Intervention de André Chassaigne

Séance en hémicycle du 2 décembre 2013 à 17h00
Débat sur le rapport d'information sur la proposition de directive relative au détachement des travailleurs

Photo issue du site de l'Assemblée nationale ou de WikipediaAndré Chassaigne :

Madame la présidente, monsieur le ministre, mes chers collègues, quelle Europe voulons-nous pour les travailleurs ? Quelle est notre conception de l’Europe sociale ? Ces questions recouvrent en effet les véritables enjeux de la proposition de directive relative à l’exécution de la directive sur le détachement des travailleurs – statut qui correspond aux travailleurs envoyés par leurs employeurs dans un autre État membre de l’Union européenne pour exercer provisoirement leur activité professionnelle.

La directive 9671 concernant le détachement de travailleurs effectué dans le cadre d’une prestation de services a fait émerger le principe d’application du droit du pays d’accueil. Aux termes de ce principe, les entreprises prestataires de services doivent rémunérer les salariés qu’elles détachent aux conditions du pays dans lequel se déroule le contrat, sauf à ce que le droit du pays d’envoi soit plus favorable.

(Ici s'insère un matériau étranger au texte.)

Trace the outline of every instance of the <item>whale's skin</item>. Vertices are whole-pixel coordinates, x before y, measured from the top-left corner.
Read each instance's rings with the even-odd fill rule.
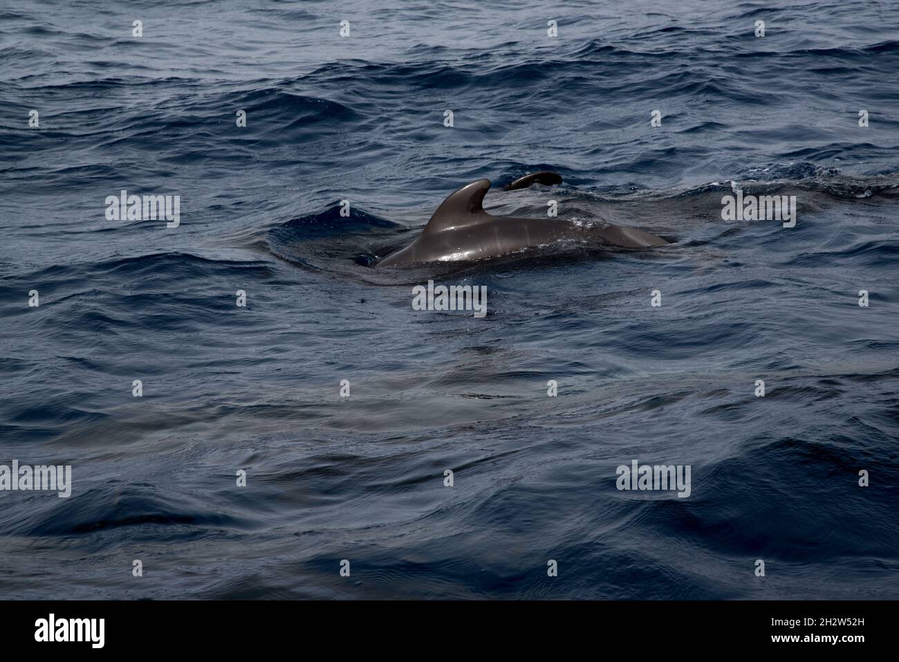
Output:
[[[636,228],[590,224],[565,219],[514,219],[484,210],[489,179],[466,184],[448,197],[405,248],[386,256],[376,266],[429,262],[483,260],[557,241],[646,248],[668,242]]]

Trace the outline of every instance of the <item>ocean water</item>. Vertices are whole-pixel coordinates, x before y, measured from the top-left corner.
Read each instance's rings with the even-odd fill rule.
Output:
[[[4,0],[0,63],[0,464],[72,467],[4,597],[899,595],[895,2]],[[672,244],[375,265],[481,177]]]

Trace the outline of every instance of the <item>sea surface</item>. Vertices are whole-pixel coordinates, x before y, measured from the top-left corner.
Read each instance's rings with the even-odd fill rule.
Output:
[[[73,484],[0,595],[899,597],[897,71],[893,1],[4,0],[0,464]],[[376,266],[482,177],[672,243]]]

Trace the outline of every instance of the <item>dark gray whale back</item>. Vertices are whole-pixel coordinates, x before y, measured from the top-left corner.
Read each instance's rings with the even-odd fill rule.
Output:
[[[541,176],[531,179],[522,186],[551,181],[546,177],[546,173],[535,174]],[[526,175],[521,180],[530,176]],[[556,174],[556,177],[558,175]],[[558,181],[561,182],[561,177]],[[626,248],[645,248],[668,243],[660,237],[636,228],[614,225],[591,227],[564,219],[493,216],[483,207],[484,196],[489,189],[489,179],[479,179],[458,189],[437,208],[418,238],[385,257],[378,266],[480,260],[573,239]]]

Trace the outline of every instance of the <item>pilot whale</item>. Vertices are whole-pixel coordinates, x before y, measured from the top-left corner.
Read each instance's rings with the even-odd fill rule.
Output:
[[[556,173],[541,171],[515,180],[506,190],[532,183],[560,183]],[[405,248],[392,253],[376,266],[427,262],[481,260],[515,253],[557,241],[584,241],[599,246],[646,248],[668,242],[636,228],[584,223],[565,219],[512,219],[484,210],[489,179],[466,184],[443,201],[422,234]]]

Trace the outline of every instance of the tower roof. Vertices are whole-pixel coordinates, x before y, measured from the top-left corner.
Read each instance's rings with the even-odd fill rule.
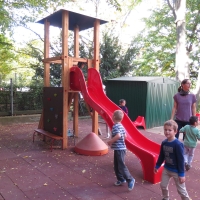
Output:
[[[50,22],[50,25],[62,28],[62,13],[64,11],[69,12],[69,30],[73,31],[76,26],[79,27],[79,31],[86,30],[88,28],[94,27],[94,22],[96,19],[95,17],[86,16],[80,13],[72,12],[69,10],[58,10],[57,12],[37,21],[37,23],[44,24],[45,20],[47,19]],[[108,21],[100,20],[100,24],[105,24]]]

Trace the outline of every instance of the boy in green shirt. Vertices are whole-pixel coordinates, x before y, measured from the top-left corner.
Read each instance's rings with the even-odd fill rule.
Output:
[[[198,117],[190,117],[190,125],[186,125],[179,130],[179,133],[185,134],[184,139],[184,161],[185,169],[188,171],[191,168],[191,162],[194,157],[194,151],[197,146],[197,140],[200,140],[200,130],[196,128],[198,125]]]

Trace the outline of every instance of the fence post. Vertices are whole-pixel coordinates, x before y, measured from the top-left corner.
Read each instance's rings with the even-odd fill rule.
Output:
[[[10,113],[13,116],[13,83],[12,78],[10,79]]]

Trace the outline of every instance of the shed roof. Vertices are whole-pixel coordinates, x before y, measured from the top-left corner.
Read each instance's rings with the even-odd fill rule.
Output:
[[[124,77],[119,77],[119,78],[113,78],[113,79],[108,79],[108,81],[143,81],[143,82],[153,82],[153,81],[172,81],[176,83],[177,81],[167,78],[167,77],[160,77],[160,76],[124,76]]]
[[[79,26],[79,31],[86,30],[88,28],[94,27],[95,17],[86,16],[80,13],[76,13],[69,10],[58,10],[57,12],[37,21],[37,23],[44,24],[47,19],[50,22],[50,25],[62,28],[62,13],[63,11],[69,12],[69,30],[73,31],[76,26]],[[100,24],[105,24],[108,21],[100,20]]]

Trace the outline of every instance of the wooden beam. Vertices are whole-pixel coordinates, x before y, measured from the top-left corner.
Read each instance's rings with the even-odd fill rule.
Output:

Or ce principe ne correspond pas à la réalité économique et sociale, reflétée par l’émergence sur le marché du travail d’un salarié low cost, à bas coût, figure moderne et européenne de l’exploitation de l’homme. Soyons clairs, ce phénomène est le pur produit du déficit du droit social européen, si tant est même qu’il existe.

La réalité, c’est que le droit de l’Union garantit la libre circulation des travailleurs comme élément constitutif du marché commun, mais n’harmonise pas et ne coordonne pas les législations nationales sur le droit des travailleurs mobiles. Autrement dit, le principe économique de libre circulation n’a pas été complété pas son pendant social, à savoir un salaire minimum européen. Partant, c’est l’ensemble du marché européen du travail qui se trouve déséquilibré : il est injuste pour les travailleurs, mais le patronat a su en tirer profit.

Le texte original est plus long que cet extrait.